Five neighboring states in the Midwest announced a new tourism initiative yesterday that makes it easier to experience all 43 “wine trails” within their borders.
Over the last five years, individual state tourism offices have marketed related destinations as themed “trails.” Indiana has its Garfield Trail and Hoosier Pie Trail, Ohio its Shawshank Trail, Kentucky its Civil War Heritage Trail. And every state has a medley of regional wine trails, identifying dozens of tiny, undistinguished backroad wineries.
That’s great for wine-lovers, but enthusiasts of wine-related tourism trails are left to locate each self-guided route individually. “It’s amazing that these programs have become so popular – a tourism trail is nothing but a website and a brochure at the visitors center,” says Jeff Langley, a spokesman for the newly created Midwestern Wine-Trail Trail Association. “But people love them, and we are committed to helping them locate the area’s absurd number of these loosely organized experiences.”
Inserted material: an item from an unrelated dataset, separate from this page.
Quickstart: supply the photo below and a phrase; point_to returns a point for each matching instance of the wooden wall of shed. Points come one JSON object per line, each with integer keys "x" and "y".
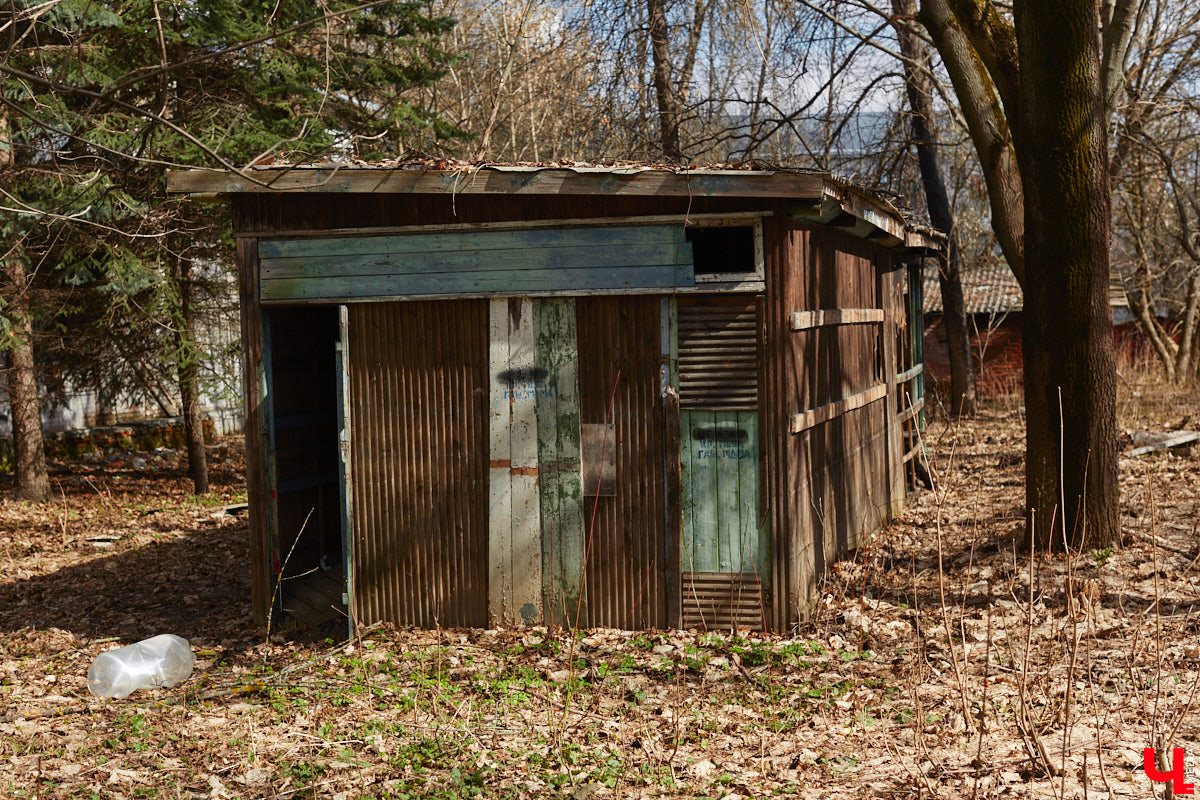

The Midwestern Wine-Trail Trail website identifies five collections of wineries in Ohio, six in Indiana, eight in Kentucky, 10 in Illinois and 14 in Michigan. Together they represent 258 individual wineries, including a handful of regional-award winners.
However, Langley says most of those businesses won’t see a bump in traffic thanks to this innovative tourism effort. “This is about recognizing the trails as an attraction and asset, not the wineries themselves,” he says.
Langley says an Amish Quilt Garden-Trail Trail is also in the works.